Why it matters: The ordinance creates a formal approval process and reporting structure for opioid settlement proceeds, and the early funding actions direct money to treatment-oriented services inside the county detention system rather than to unrelated uses. County officials said the ordinance itself establishes allowable processes and that specific program expenditures will still require appropriation by the county council.

Officials described the next steps as administrative and procedural. Chair (S1) and staff noted the ordinance must be paired with future budget actions: the ordinance sets policy and intent, while the county council must appropriate funds before expenditures occur. At a later point in the meeting the commissioners also approved a broader criminal-justice restructure and jail-project funding request that “correlates with the county ordinance number 2 that we just passed today,” the chair said, noting a funding schedule through 2030.
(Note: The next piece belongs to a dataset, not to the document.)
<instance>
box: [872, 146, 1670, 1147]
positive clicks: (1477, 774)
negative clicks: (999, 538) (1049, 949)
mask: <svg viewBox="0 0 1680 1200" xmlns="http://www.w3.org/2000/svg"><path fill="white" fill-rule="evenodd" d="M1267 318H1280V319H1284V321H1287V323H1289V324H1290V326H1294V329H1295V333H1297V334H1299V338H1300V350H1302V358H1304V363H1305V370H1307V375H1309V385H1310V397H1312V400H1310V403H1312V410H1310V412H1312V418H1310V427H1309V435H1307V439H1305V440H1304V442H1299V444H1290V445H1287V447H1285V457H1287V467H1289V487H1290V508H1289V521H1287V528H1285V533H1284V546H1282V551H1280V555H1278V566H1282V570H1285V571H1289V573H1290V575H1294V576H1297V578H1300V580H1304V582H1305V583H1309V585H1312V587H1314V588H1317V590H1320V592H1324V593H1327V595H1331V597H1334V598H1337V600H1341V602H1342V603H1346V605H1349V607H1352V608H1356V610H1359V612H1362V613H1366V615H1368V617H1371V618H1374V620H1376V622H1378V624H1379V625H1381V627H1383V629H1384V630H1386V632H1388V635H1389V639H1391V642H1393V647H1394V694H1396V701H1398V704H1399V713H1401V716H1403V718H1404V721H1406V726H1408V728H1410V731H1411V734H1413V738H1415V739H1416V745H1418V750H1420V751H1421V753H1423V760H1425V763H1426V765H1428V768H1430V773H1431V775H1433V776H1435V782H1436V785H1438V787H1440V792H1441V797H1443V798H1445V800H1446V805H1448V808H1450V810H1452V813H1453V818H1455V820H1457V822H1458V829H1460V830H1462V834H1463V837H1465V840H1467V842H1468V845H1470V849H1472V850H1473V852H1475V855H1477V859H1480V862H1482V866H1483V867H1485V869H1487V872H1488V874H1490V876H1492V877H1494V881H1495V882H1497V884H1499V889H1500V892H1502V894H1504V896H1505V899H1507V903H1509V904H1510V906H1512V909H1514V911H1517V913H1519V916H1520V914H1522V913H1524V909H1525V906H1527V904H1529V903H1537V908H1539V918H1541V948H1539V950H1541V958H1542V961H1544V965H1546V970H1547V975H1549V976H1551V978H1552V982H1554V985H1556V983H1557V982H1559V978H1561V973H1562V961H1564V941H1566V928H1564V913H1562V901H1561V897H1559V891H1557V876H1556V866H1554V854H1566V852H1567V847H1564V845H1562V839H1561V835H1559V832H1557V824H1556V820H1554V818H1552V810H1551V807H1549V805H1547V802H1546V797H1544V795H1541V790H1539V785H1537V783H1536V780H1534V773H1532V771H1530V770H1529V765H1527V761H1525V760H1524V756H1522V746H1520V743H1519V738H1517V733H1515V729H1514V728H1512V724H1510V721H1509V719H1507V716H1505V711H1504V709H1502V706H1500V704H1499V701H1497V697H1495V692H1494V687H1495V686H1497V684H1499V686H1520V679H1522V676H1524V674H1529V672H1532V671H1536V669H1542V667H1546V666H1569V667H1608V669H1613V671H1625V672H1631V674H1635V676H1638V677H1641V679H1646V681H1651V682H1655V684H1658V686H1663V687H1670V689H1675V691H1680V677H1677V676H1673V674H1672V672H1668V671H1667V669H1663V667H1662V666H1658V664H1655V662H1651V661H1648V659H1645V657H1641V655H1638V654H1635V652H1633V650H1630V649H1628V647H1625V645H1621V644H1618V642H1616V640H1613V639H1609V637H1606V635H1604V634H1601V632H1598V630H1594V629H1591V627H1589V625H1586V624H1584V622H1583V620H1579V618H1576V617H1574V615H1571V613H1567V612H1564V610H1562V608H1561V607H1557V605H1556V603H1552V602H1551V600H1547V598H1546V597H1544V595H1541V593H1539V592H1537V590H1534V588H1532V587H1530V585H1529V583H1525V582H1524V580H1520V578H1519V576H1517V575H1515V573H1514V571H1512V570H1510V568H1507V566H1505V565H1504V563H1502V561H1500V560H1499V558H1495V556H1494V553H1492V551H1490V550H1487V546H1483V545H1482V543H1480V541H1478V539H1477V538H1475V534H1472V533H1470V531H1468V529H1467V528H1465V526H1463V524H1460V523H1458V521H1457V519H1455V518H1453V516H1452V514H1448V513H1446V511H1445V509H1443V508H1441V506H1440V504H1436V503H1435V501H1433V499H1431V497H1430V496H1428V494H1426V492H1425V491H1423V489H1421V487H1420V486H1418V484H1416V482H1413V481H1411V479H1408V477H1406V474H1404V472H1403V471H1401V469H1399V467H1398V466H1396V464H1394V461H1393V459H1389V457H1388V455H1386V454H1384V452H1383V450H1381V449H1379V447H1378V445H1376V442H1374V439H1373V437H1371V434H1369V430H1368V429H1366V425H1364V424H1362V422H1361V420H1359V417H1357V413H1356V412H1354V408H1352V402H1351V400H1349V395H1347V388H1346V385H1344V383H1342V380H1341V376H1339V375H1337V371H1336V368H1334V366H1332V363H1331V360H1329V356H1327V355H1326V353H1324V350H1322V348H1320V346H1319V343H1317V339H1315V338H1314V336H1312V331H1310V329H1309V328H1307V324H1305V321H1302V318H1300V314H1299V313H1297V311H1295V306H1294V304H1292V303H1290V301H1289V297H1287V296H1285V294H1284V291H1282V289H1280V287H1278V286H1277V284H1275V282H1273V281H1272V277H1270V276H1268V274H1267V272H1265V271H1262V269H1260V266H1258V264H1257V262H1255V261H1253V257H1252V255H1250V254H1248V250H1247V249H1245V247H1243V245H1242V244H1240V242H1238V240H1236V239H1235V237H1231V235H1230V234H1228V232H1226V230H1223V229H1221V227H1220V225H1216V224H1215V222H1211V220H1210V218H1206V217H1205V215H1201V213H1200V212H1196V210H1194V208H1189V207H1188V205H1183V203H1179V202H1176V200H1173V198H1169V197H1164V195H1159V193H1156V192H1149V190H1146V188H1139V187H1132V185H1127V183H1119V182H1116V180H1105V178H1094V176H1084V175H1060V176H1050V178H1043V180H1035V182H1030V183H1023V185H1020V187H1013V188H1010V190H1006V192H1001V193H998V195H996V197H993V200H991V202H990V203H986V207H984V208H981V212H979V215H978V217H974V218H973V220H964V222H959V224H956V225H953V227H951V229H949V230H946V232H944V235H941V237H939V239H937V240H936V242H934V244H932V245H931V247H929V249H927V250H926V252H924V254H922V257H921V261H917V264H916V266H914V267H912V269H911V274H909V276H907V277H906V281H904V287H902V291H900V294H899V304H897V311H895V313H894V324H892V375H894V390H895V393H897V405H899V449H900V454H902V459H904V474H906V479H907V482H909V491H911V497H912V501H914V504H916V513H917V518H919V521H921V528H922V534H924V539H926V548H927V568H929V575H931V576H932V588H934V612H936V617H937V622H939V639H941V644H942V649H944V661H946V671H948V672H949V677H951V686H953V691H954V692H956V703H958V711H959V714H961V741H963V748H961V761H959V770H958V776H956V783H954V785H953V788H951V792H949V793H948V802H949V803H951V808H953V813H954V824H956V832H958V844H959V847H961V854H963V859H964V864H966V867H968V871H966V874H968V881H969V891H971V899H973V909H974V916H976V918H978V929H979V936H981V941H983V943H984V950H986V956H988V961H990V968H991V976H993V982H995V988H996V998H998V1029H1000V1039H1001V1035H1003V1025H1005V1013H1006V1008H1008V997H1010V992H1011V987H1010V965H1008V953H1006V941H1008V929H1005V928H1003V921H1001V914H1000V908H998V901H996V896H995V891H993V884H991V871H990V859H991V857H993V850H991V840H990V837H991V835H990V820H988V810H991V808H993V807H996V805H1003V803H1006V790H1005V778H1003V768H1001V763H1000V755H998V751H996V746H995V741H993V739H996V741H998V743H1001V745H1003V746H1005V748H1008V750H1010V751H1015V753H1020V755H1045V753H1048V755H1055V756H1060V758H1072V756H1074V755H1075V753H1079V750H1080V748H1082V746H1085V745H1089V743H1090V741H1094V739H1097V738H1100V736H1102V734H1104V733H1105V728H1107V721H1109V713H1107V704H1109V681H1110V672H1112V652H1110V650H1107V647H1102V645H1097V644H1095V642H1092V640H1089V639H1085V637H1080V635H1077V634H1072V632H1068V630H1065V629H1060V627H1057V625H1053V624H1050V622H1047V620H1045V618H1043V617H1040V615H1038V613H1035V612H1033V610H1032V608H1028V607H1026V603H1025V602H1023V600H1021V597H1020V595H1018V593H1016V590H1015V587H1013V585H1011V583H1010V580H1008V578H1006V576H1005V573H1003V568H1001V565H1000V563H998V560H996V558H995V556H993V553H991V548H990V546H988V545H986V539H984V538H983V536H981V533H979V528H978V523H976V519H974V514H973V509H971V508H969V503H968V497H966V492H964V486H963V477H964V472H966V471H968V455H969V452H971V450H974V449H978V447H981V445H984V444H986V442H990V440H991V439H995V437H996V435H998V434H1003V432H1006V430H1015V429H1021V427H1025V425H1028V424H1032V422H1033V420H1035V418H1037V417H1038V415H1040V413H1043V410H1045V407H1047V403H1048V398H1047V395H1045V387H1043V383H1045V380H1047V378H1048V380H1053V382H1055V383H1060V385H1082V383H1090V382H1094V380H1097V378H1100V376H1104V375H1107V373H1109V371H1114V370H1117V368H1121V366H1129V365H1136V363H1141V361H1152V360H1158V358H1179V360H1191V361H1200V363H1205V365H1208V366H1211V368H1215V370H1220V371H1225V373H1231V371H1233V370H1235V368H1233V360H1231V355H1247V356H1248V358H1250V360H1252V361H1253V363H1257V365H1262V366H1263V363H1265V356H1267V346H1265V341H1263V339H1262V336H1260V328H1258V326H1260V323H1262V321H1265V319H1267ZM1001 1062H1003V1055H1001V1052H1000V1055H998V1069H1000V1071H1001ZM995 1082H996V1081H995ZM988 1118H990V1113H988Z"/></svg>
What was not specified or remains to be decided: the ordinance language and transcript use multiple formatted references to the ordinance number (the meeting transcript records the number in differing forms), and the precise annual appropriation amounts and implementation schedule beyond an initial 2026 allocation were not specified in the discussion. The commissioners said unspent funds would remain in the opioid settlement fund and that formal appropriation by the council is required before spending.

The board did not receive public comment on the ordinance during the meeting; the chair asked for comments and recorded none. The ordinance will move to the county council for appropriation steps before funded programs begin.